The song is in 4/4 time at 144 bpm and is written in C major. It features a saxophone solo before the final verse. According to drummer Liberty DeVitto in an interview, the sound engineer for the song had him tune his snare drum extremely low so that it would "flop" when he played it. The "miracle mile" mentioned in the lyrics refers to a road host to many stores in Manhasset and Great Neck Long Island. The reference to whitewall tires is from the store Best Tire and new speakers is a reference to Berliner Stereo, all locations near the area where Joel spent his childhood.

== Critical reception ==
In a review made a week later after single release, Billboard editors noticed the laconicism of backing support and Joel's vocal that made the song sparkling. Tom Breihan of Stereogum, in a retrospective review, was mixed, referring to it as "a sharp, well-written song" but commenting that it "never takes off". Cash Box said that Joel "throws a few slyly humorous stones… at the present new wave fad" and that the song includes "a torrid sax break". Record World said that "Joel surveys the current rock scene with sharp vocal phrasing & a pulsating rhythm, driving home his pointed lyrical observations."

== Personnel ==
- Billy Joel – lead and backing vocals, acoustic piano, electric piano
- Dave Brown – electric guitar
- Russell Javors – electric guitar
- Doug Stegmeyer – bass
- Liberty DeVitto – drums, percussion
- Richie Cannata – saxophone solo

==Chart history==

===Weekly charts===

| Chart (1980–1981) | Peak position |
|---|---|
| Australia (Kent Music Report) | 10 |
| Canada Top Singles (RPM) | 1 |
| French Singles Chart | 61 |
| Ireland (IRMA) | 11 |
| Israel (IBA) | 2 |
| New Zealand (Recorded Music NZ) | 21 |
| UK Singles (Official Charts) | 14 |
| UK Airplay (Record Business) | 6 |
| US Billboard Hot 100 | 1 |
| US Adult Contemporary (Billboard) | 45 |

===Year-end charts===

| Chart (1980) | Position |
|---|---|
| Australia (Kent Music Report) | 77 |
| Canada | 6 |
| US Billboard Hot 100 | 9 |

===All-time charts===

| Chart (1958–2018) | Position |
|---|---|
| US Billboard Hot 100 | 303 |

==Certifications and sales==

| Region | Certification | Certified units/sales |
| Canada | — | 213,000 |
| New Zealand (RMNZ) | Platinum | 30,000^{‡} |
| United Kingdom (BPI) | Silver | 200,000^{‡} |
| United States (RIAA) | 4× Platinum | 4,000,000^{‡} |
^{‡} Sales+streaming figures based on certification alone.

==Music video==
A music video for the song was made, showing Joel performing the song live with his band. According to his band members, the song vocals were performed live by Joel during the video's filming.

==Covers and parody==
"Weird Al" Yankovic recorded a parody of the song entitled "It's Still Billy Joel to Me" in 1980, popularized on the Dr. Demento radio program.
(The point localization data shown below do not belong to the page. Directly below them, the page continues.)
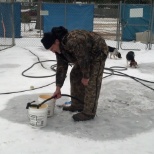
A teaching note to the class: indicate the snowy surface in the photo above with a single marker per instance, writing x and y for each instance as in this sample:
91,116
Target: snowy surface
125,116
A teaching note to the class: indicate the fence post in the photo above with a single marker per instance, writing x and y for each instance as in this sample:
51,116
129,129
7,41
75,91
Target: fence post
12,17
151,27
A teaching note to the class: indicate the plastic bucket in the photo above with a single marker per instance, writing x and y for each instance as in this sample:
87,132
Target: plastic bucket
38,117
51,103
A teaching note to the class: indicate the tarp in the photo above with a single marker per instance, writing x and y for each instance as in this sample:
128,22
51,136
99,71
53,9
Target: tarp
135,18
71,16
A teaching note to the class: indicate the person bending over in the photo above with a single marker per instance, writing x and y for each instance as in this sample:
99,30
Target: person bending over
87,51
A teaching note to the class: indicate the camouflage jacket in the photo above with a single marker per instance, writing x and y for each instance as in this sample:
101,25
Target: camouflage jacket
78,47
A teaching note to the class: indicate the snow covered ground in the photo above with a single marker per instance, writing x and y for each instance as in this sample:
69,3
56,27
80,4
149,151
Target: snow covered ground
125,117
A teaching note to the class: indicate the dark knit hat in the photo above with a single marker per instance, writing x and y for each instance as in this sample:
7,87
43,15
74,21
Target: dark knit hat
48,39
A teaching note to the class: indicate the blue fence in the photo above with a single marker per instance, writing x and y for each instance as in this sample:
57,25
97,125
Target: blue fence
135,18
8,17
71,16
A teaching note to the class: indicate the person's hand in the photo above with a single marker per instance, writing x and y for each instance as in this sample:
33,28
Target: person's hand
57,93
85,81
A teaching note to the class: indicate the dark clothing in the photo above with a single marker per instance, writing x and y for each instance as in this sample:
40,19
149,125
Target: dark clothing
88,52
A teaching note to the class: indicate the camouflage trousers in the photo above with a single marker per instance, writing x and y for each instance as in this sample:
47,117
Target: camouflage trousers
88,95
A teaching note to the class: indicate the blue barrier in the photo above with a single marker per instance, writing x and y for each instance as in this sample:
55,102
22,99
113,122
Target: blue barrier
71,16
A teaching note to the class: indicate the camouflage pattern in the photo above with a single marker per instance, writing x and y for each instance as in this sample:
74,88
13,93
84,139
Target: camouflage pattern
88,52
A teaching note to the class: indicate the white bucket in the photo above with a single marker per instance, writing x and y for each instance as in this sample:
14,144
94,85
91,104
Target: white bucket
38,117
51,103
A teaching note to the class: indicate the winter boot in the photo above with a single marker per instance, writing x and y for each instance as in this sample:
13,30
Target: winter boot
82,117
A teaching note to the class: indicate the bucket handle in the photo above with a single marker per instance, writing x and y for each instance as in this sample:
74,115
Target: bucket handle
37,105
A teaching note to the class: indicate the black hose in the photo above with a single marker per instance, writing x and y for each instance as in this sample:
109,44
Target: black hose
30,104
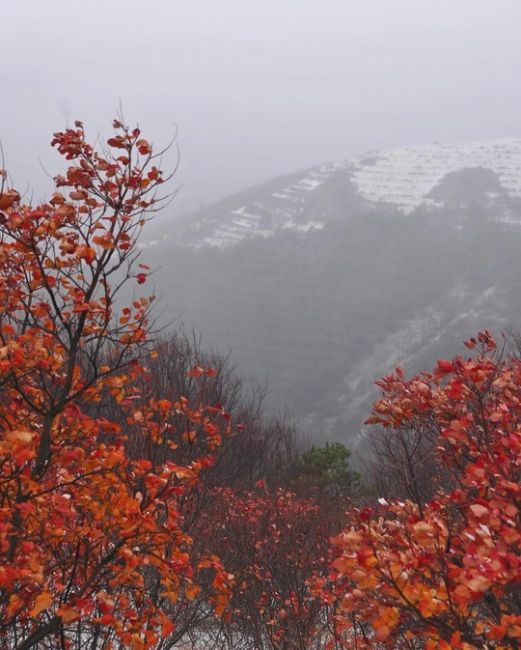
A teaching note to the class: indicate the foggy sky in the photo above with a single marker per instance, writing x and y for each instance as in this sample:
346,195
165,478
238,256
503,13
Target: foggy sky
256,88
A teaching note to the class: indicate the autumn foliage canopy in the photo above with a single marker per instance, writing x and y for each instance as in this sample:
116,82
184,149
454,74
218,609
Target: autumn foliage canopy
91,538
111,536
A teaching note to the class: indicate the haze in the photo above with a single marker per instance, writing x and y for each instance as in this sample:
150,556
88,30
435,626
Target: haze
256,89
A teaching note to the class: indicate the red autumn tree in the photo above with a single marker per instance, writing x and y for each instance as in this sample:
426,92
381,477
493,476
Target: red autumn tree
445,573
276,544
92,542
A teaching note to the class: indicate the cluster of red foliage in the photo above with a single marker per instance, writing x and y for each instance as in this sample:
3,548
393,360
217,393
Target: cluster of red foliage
277,546
85,529
110,537
447,573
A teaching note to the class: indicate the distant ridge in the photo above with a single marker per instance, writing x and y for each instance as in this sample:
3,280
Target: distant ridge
403,179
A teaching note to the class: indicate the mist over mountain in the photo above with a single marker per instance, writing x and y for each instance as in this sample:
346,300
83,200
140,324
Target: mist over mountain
324,280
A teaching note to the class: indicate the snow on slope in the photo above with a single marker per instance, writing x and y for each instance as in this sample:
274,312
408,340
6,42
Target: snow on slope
404,177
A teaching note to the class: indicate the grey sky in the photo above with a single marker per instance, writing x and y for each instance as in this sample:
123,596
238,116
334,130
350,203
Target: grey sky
257,87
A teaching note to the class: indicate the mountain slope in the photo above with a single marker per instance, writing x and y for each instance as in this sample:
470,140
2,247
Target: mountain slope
326,279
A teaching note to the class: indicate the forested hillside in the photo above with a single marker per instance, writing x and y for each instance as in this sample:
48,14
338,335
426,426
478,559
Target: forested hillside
313,282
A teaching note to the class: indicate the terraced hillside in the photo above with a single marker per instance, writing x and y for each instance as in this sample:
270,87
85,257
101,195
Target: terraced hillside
328,278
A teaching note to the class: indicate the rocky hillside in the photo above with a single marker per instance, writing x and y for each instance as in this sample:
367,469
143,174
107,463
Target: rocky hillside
326,279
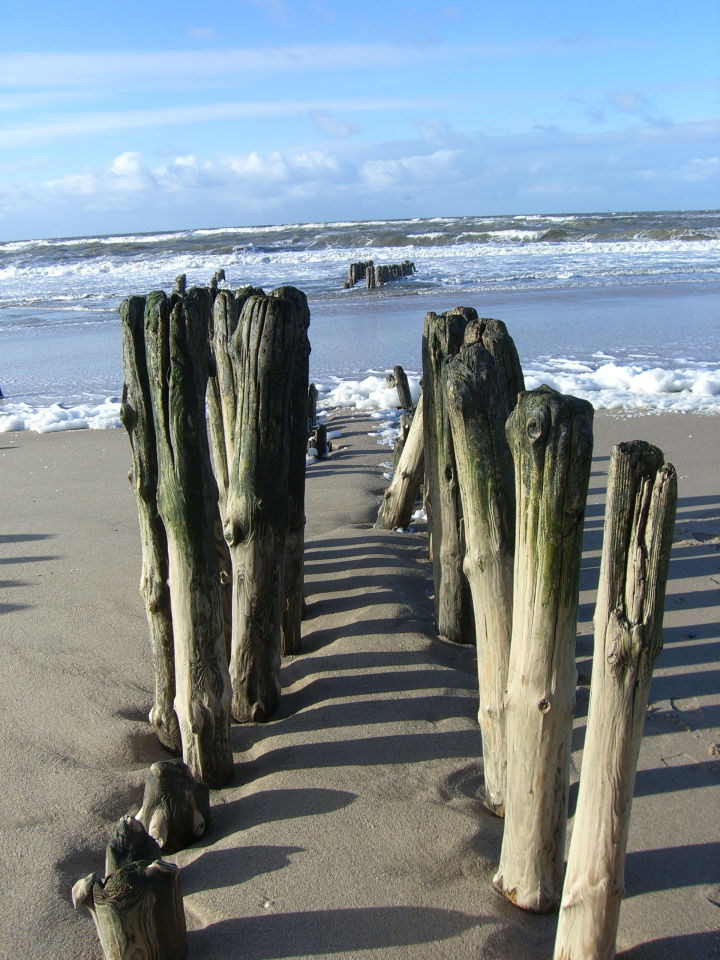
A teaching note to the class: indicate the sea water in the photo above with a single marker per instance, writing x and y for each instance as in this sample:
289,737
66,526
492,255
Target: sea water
622,309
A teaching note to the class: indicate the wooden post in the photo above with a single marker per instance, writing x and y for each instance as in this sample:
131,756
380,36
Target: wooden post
129,842
318,441
501,346
256,515
137,418
550,436
478,408
399,499
178,357
138,911
442,338
312,407
639,521
406,420
176,808
293,576
222,412
403,388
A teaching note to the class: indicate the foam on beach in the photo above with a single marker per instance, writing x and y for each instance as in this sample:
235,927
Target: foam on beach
631,389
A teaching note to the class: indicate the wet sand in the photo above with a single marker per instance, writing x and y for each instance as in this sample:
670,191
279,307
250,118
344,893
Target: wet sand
353,826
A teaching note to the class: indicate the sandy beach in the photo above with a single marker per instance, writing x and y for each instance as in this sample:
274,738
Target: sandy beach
352,827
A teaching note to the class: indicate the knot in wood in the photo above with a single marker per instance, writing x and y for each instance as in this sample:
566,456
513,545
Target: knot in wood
534,428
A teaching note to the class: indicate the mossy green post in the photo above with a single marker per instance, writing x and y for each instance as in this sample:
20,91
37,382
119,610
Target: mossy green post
442,338
178,360
137,418
478,406
138,911
550,436
293,572
262,351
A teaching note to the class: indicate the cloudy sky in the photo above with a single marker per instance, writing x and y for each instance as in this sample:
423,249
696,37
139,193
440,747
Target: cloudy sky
163,115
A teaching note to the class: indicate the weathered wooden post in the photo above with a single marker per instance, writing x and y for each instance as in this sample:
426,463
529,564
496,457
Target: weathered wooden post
138,911
478,408
442,338
639,521
501,347
137,418
178,358
176,808
129,842
550,436
312,407
406,420
318,441
403,388
399,499
262,351
293,576
222,412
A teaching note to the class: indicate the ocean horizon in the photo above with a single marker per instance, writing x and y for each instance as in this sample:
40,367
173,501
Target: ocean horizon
622,308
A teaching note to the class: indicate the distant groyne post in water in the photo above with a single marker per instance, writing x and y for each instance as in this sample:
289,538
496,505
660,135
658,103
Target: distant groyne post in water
376,276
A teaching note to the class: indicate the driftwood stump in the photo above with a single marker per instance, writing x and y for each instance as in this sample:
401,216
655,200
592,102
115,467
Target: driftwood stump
639,520
442,338
129,842
478,407
138,911
398,379
137,418
550,436
399,443
178,358
262,352
293,577
176,808
399,499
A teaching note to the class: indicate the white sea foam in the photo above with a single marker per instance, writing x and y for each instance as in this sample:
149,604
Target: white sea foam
632,387
56,417
372,393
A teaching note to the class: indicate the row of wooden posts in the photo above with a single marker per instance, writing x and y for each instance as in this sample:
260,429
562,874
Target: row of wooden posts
506,474
222,535
376,275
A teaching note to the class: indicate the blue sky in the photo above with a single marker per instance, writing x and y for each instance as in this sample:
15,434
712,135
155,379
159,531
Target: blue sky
156,115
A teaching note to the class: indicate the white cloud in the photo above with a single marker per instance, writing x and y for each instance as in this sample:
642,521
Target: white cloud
406,171
540,171
90,124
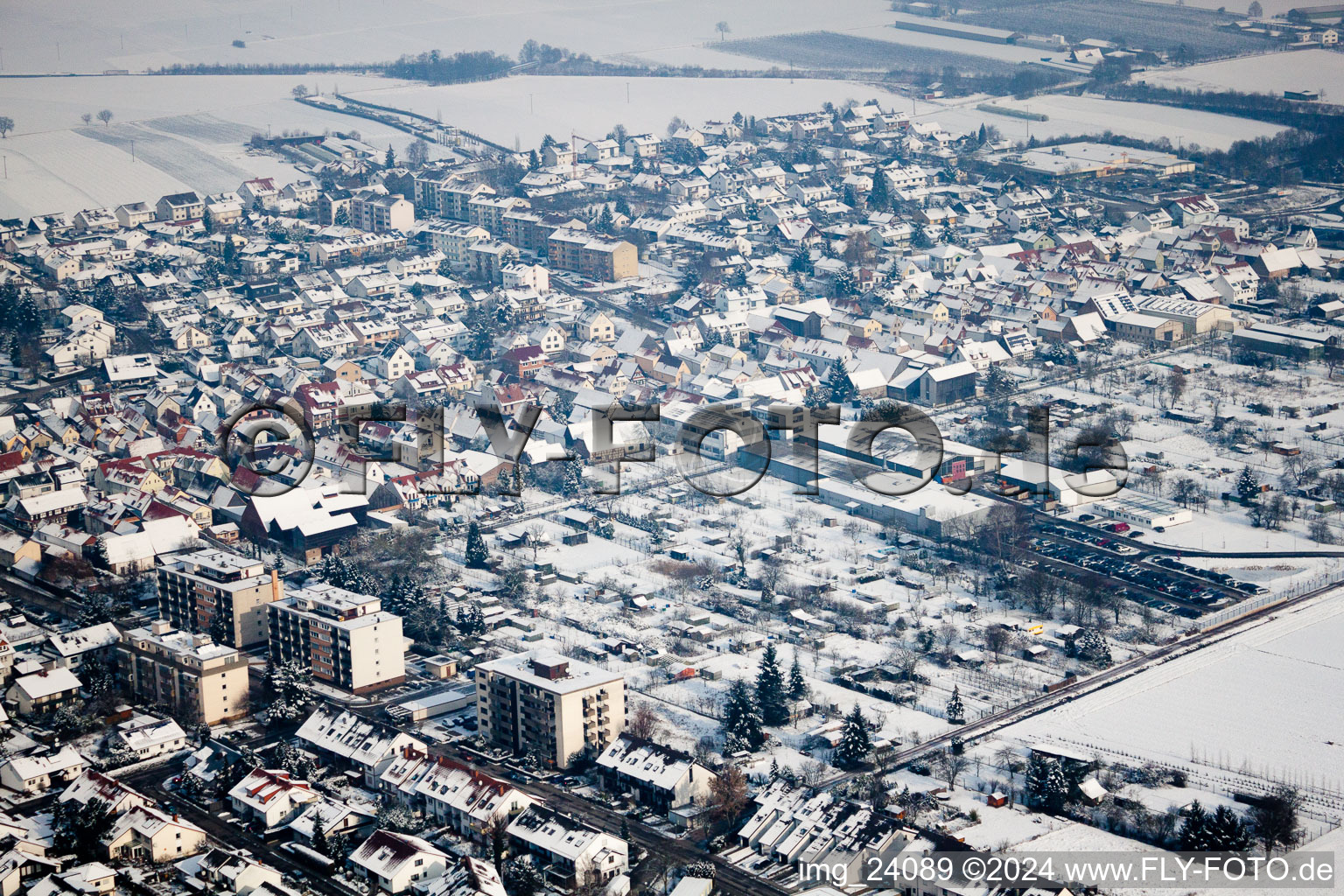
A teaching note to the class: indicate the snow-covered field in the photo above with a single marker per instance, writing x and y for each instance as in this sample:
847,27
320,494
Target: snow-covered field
188,132
1093,116
1273,74
1270,7
527,108
93,37
1266,704
531,107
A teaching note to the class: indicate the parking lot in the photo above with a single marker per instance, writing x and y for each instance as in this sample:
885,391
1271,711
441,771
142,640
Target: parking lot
1163,584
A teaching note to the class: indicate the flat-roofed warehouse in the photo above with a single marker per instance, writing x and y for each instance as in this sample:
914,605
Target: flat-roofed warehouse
1086,158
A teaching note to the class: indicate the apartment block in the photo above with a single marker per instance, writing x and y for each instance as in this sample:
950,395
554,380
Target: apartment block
198,679
382,214
601,260
193,589
543,703
347,639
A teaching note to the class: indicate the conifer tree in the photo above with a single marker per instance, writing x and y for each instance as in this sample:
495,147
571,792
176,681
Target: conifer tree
797,684
855,740
741,722
956,710
1194,832
1228,833
770,697
320,844
1248,485
839,384
1046,783
478,555
879,196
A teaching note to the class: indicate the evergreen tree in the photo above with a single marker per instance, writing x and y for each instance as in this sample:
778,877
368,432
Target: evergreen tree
320,844
797,684
879,198
956,710
1194,832
1047,788
571,480
855,740
1248,486
816,396
478,555
802,261
1228,833
843,284
837,384
770,697
741,722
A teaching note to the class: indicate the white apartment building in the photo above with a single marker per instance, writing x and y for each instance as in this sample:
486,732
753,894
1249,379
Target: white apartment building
541,702
347,639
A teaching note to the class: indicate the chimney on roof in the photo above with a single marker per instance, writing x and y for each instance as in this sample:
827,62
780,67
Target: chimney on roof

It was not released, either as a single or an album track. Yankovic commented, "I wrote that in 1980, but even by 1983 (when my first album came out) it felt a bit dated. Also, we figured that Billy wasn’t very likely to give us his blessing on that one anyway, so we never even bothered asking."

The 1987 diss track "The Bridge Is Over" by Boogie Down Productions interpolates the song with new lyrics.

Rapper Kid Rock recorded a version entitled "It's Still East Detroit to Me".

Pop rock musician Drake Bell covered the song in 2014 on his rockabilly album Ready Steady Go!.